Secara teori Psikolog disebut "Jika seseorang tidak bersalah, tidak perlu menjustifikasi harus mengiklankan dirinya. Kalau dia tidak bersalah harusnya dia akan diam seperti saksi-saksi lainnya, kan tidak melakukan justifikasi di media-media. Tidak perlu ada defense mekanisme," ungkap pakar Hypnoterapi Dewi P Faeni soal sikap Jessica. (detiknews).
“Eye movementnya sangat cepat, ini suatu refleksi dari nervous. Terus sering melihat ke atas, itu berarti orang sedang berusaha membangun fakta, bisa jadi dia tidak mengatakan sesungguhnya. Saya hanya lihat dia dari facial ekspresi. Walau di akhir-akhir sudah mulai tenang, sudah seperti dilatih," jelas Dewi.
Dewi juga mempermasalahkan minuman yang dipesan/diminum Jessica pada saat kejadian yaitu berupa Cocktail. Dewi heran kenapa Jessica membutuhkan minuman beralkohol pada sore hari (jam 16.00) pada hari kejadian.
KESIMPULAN
Teori Kejahatan Tindak Pidana Pembunuhan biasanya harus memenuhi 3 unsur yaitu : Ada Pelaku (dengan alat pembunuhnya), Ada Korban dan ada TKP. Tetapi dalam kasus ini alat pembunuhnya adalah barang tidak Nampak (sianida). Secara psikologis seorang pembunuh yang menggunakan Sianida adalah orang yang ingin menjaga jarak dari korbannya. Jadi teori 3 unsur itu tidak akan berlaku. Pelaku belum tentu ada di lokasi kejadian (TKP).

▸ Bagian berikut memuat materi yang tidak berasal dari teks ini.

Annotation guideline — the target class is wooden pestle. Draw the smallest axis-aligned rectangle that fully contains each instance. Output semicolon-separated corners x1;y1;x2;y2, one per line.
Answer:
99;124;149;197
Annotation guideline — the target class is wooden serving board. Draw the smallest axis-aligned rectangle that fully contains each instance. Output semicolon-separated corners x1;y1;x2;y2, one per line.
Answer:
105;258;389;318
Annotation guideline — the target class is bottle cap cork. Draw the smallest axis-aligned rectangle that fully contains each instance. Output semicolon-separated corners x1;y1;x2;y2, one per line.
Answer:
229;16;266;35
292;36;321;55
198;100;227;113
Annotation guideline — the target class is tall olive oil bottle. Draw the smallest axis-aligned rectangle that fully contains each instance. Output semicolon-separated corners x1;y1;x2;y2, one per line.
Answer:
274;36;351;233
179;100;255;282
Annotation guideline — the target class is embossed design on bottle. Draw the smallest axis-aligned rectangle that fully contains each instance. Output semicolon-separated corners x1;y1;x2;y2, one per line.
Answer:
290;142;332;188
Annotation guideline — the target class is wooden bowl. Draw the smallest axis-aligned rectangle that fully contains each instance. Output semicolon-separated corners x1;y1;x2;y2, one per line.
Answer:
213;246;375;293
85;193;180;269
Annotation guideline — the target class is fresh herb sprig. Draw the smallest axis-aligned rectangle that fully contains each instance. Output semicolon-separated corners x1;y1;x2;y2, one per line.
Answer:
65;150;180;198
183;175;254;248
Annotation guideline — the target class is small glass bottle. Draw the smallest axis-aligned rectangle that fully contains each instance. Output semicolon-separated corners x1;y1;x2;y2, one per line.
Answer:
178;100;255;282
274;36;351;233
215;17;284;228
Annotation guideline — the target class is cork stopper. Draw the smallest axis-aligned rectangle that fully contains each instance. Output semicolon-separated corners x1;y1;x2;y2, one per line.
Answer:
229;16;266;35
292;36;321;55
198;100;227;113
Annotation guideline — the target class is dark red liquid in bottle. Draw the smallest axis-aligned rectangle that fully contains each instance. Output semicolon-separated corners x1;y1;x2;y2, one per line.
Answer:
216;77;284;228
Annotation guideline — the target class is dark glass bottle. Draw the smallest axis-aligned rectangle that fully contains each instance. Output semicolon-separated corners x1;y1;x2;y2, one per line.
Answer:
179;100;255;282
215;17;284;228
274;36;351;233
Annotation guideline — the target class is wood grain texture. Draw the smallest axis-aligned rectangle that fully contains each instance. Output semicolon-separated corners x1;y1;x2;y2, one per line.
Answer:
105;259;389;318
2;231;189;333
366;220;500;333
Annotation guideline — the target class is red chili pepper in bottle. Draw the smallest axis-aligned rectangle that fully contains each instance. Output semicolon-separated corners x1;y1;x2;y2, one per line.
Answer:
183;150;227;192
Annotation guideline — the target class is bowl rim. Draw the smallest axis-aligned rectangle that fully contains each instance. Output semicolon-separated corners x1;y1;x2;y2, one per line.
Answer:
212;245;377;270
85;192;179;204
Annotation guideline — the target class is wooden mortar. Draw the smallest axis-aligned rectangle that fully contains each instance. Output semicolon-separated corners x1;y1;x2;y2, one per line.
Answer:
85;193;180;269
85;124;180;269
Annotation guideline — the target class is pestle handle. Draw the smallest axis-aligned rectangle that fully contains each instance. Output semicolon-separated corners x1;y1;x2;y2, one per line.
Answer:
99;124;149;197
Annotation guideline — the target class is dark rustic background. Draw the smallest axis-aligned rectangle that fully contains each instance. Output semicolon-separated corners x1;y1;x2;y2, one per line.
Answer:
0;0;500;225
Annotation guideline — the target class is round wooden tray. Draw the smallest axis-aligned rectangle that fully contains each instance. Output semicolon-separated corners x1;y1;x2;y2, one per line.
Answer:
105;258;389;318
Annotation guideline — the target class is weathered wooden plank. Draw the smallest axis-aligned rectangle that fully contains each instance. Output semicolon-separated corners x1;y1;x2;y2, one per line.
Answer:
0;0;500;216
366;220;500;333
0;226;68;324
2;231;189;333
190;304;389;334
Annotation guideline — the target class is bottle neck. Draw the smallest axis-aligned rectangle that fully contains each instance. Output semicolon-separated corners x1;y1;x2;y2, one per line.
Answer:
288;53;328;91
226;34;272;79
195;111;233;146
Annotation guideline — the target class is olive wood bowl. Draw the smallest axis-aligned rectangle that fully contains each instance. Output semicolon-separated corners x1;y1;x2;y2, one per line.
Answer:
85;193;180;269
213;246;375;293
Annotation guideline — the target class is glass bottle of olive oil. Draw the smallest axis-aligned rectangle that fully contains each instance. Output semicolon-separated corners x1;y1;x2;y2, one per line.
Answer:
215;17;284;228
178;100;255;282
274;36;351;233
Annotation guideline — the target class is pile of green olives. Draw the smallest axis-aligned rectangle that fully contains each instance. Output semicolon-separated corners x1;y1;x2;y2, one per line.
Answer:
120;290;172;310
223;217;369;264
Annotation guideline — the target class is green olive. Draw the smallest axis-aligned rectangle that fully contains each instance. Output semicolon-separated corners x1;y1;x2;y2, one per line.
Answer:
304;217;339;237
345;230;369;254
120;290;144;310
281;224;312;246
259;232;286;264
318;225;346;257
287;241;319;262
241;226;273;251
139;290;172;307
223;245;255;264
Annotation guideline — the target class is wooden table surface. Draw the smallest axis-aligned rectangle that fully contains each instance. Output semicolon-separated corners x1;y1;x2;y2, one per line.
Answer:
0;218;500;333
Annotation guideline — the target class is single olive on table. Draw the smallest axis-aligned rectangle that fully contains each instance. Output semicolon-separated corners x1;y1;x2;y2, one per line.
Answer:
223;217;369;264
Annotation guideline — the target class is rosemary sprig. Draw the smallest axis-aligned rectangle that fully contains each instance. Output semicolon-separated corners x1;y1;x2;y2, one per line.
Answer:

Akhirnya menurut kesimpulan gw polisi sudah melakukan blunder  karena menetapkan Tersangka hanya berdasarkan pendapat pakar dan bukan berdasarkan bukti fisik.
Entahlah bagaimana dengan  pendapat-pendapat pakar hukum  dengan kondisi penuntutan perkara seperti ini yang hanya berdalih pendapat pakar ahli psikologi.  Tetapi menurut gw bila memang yang dijadikan bukti hanyalah pendapat-pendapat ahli yang umumnya hanya berupa teori dan asumsi dan bukan bukti fisik maka kasus ini kemungkinan besar akan mendapatkan perlawanan keras/ ditolak oleh hakim pengadilan.
Mari kita tunggu perjalanan panjang dari kasus ini.